I tried for so long to be what I thought everyone wanted me to be, but eventually, I wore myself out being one way for this person and another way someone else.
Being someone that I am not made me unhappy, unfulfilled, and feeling unworthy to be me.
Often if there is a struggle to be somebody other than yourself to be liked and accepted there is a root of rejection and feeling inferior. Somewhere in your history someone told you or made you feel not good enough, and if you just did this or that you would receive love. Love based on conditions is not love at all.
Conforming to what others want from you to be liked or even loved, is living a lie.
I admit I am a little different. I am an introvert by nature, I prefer solitude over being with a group of people, I don’t enjoy crowds, I enjoy the simple life. I tend not to follow what everyone else is doing. I prefer uniqueness over sameness. I am a well-organized planner. I enjoy structure and routine and can be a bit rigid in these areas. I have a type-A personality which means I am a rule follower, stay on task, and do not often deviate from what I have planned.

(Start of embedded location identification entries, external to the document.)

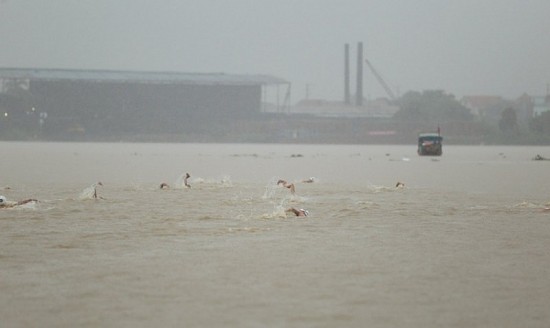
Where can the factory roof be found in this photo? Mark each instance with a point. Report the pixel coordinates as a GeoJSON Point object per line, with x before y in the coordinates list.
{"type": "Point", "coordinates": [48, 74]}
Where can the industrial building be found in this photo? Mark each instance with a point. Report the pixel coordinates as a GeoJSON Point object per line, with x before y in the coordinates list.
{"type": "Point", "coordinates": [121, 102]}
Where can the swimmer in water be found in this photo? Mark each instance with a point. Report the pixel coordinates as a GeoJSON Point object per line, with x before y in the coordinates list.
{"type": "Point", "coordinates": [4, 203]}
{"type": "Point", "coordinates": [287, 185]}
{"type": "Point", "coordinates": [300, 212]}
{"type": "Point", "coordinates": [187, 176]}
{"type": "Point", "coordinates": [94, 186]}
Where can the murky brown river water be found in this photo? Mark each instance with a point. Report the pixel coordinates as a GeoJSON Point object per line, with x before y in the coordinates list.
{"type": "Point", "coordinates": [466, 243]}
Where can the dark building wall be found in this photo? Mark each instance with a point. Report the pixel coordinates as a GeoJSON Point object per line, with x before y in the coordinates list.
{"type": "Point", "coordinates": [100, 107]}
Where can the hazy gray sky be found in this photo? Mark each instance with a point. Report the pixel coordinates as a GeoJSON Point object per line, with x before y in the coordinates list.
{"type": "Point", "coordinates": [465, 47]}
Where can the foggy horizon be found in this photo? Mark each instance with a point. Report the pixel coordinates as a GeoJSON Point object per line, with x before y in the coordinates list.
{"type": "Point", "coordinates": [493, 47]}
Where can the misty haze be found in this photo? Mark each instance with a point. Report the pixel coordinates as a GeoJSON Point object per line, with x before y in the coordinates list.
{"type": "Point", "coordinates": [310, 163]}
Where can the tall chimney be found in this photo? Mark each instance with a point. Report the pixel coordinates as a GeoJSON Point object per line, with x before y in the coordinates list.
{"type": "Point", "coordinates": [359, 93]}
{"type": "Point", "coordinates": [347, 99]}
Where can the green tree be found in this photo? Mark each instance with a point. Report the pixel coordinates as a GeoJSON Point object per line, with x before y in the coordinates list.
{"type": "Point", "coordinates": [431, 106]}
{"type": "Point", "coordinates": [540, 124]}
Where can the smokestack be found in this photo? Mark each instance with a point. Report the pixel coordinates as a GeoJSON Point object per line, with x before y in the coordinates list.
{"type": "Point", "coordinates": [359, 93]}
{"type": "Point", "coordinates": [347, 99]}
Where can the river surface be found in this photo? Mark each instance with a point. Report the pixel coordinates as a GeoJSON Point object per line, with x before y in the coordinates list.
{"type": "Point", "coordinates": [466, 242]}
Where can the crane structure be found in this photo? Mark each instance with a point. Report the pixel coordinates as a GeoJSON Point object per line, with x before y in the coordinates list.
{"type": "Point", "coordinates": [381, 81]}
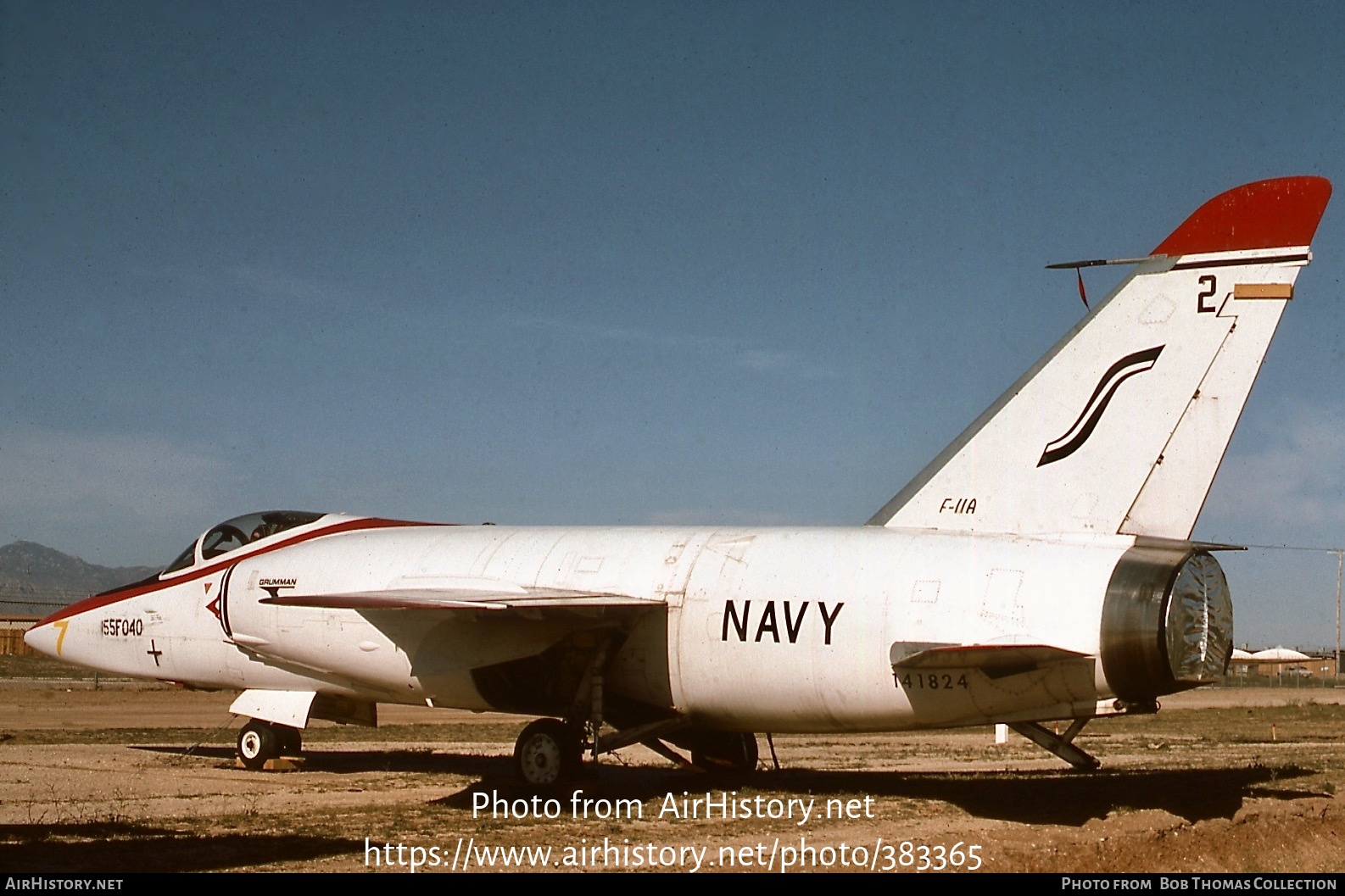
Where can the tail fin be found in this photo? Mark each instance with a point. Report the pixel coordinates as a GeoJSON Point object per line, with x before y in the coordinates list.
{"type": "Point", "coordinates": [1122, 426]}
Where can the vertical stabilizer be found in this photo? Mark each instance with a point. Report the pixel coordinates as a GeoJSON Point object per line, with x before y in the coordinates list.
{"type": "Point", "coordinates": [1122, 426]}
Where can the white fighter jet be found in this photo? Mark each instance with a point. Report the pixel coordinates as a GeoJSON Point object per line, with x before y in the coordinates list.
{"type": "Point", "coordinates": [1039, 570]}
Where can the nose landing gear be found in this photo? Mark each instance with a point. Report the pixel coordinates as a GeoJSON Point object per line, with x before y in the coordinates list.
{"type": "Point", "coordinates": [260, 742]}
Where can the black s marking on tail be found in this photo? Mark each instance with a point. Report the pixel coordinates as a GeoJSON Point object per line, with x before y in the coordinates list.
{"type": "Point", "coordinates": [1108, 387]}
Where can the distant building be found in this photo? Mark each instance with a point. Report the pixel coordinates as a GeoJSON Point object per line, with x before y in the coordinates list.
{"type": "Point", "coordinates": [1281, 662]}
{"type": "Point", "coordinates": [11, 635]}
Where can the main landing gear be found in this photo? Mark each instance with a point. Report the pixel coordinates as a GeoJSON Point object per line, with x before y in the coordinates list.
{"type": "Point", "coordinates": [548, 752]}
{"type": "Point", "coordinates": [261, 740]}
{"type": "Point", "coordinates": [552, 752]}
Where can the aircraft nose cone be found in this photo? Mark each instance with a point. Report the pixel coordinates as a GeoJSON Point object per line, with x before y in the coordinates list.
{"type": "Point", "coordinates": [45, 638]}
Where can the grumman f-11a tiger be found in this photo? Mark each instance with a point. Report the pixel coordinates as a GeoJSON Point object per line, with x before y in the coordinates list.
{"type": "Point", "coordinates": [1039, 570]}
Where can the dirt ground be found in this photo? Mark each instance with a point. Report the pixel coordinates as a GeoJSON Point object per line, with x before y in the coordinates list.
{"type": "Point", "coordinates": [130, 778]}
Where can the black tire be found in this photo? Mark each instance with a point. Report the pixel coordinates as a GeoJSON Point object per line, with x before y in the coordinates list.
{"type": "Point", "coordinates": [257, 742]}
{"type": "Point", "coordinates": [728, 755]}
{"type": "Point", "coordinates": [291, 740]}
{"type": "Point", "coordinates": [548, 752]}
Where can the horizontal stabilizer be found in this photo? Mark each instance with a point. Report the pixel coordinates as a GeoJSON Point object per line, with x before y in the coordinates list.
{"type": "Point", "coordinates": [464, 599]}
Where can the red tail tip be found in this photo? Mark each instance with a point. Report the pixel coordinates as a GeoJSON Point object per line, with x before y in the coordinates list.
{"type": "Point", "coordinates": [1267, 214]}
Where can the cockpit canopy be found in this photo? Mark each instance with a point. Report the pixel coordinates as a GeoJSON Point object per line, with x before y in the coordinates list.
{"type": "Point", "coordinates": [238, 531]}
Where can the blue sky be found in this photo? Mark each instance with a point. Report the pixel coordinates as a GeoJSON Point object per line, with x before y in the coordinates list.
{"type": "Point", "coordinates": [619, 263]}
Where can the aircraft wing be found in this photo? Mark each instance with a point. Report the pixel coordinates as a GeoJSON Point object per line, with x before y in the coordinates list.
{"type": "Point", "coordinates": [499, 598]}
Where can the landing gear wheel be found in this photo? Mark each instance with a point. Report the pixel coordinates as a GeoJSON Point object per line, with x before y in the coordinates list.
{"type": "Point", "coordinates": [730, 755]}
{"type": "Point", "coordinates": [257, 743]}
{"type": "Point", "coordinates": [548, 752]}
{"type": "Point", "coordinates": [291, 740]}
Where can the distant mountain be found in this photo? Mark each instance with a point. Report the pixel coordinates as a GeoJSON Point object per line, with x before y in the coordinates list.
{"type": "Point", "coordinates": [36, 580]}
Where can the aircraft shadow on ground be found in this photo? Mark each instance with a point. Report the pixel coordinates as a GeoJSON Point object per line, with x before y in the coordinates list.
{"type": "Point", "coordinates": [1030, 797]}
{"type": "Point", "coordinates": [109, 848]}
{"type": "Point", "coordinates": [1035, 798]}
{"type": "Point", "coordinates": [366, 760]}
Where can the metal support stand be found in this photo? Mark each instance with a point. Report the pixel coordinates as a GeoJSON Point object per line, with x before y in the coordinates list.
{"type": "Point", "coordinates": [1060, 744]}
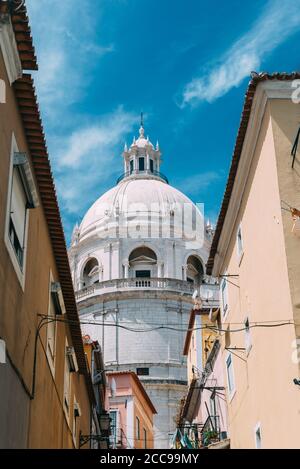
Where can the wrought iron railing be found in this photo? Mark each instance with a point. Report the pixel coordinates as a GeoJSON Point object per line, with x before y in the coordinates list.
{"type": "Point", "coordinates": [136, 284]}
{"type": "Point", "coordinates": [210, 432]}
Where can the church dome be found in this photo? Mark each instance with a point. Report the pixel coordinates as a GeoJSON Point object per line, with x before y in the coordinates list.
{"type": "Point", "coordinates": [132, 195]}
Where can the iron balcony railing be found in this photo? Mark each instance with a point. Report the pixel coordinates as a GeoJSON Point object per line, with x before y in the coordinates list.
{"type": "Point", "coordinates": [147, 172]}
{"type": "Point", "coordinates": [211, 430]}
{"type": "Point", "coordinates": [136, 284]}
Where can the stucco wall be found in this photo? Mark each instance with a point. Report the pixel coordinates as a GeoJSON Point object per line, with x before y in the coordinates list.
{"type": "Point", "coordinates": [39, 423]}
{"type": "Point", "coordinates": [265, 393]}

As you can see from my list of quirks and differences, I will not mesh well with everyone. I do enjoy all kinds of different people, and relish that God made us all so uniquely different. However, I cannot change who I am to suit other people. I have to be comfortable with who I am, including my not-so-strong points. When people love you, they will embrace your differences, not try and change them.
To embrace and love yourself, you can:
· Focus on your strengths, not your weaknesses. Everyone has strengths, focus, and magnify those.
· Focus on what you are doing right, not on what you are doing wrong. You can’t be doing everything wrong, even if someone makes you feel that way.
· Accept and love all of you — your weaknesses, your quirks, and your strengths.
· Don’t try and be what others want you to be. You will only make yourself unhappy about doing this.
· Don’t copy what other people are doing so you can “fit in.”
When you become someone besides yourself, you won’t feel content most of the time. When you start to hide parts of yourself so you don’t get judged, you start feeling uncomfortable because, in essence, you are playing a role. It takes courage to be who you are without apology or pretense. Love yourself enough to accept you just the way you are.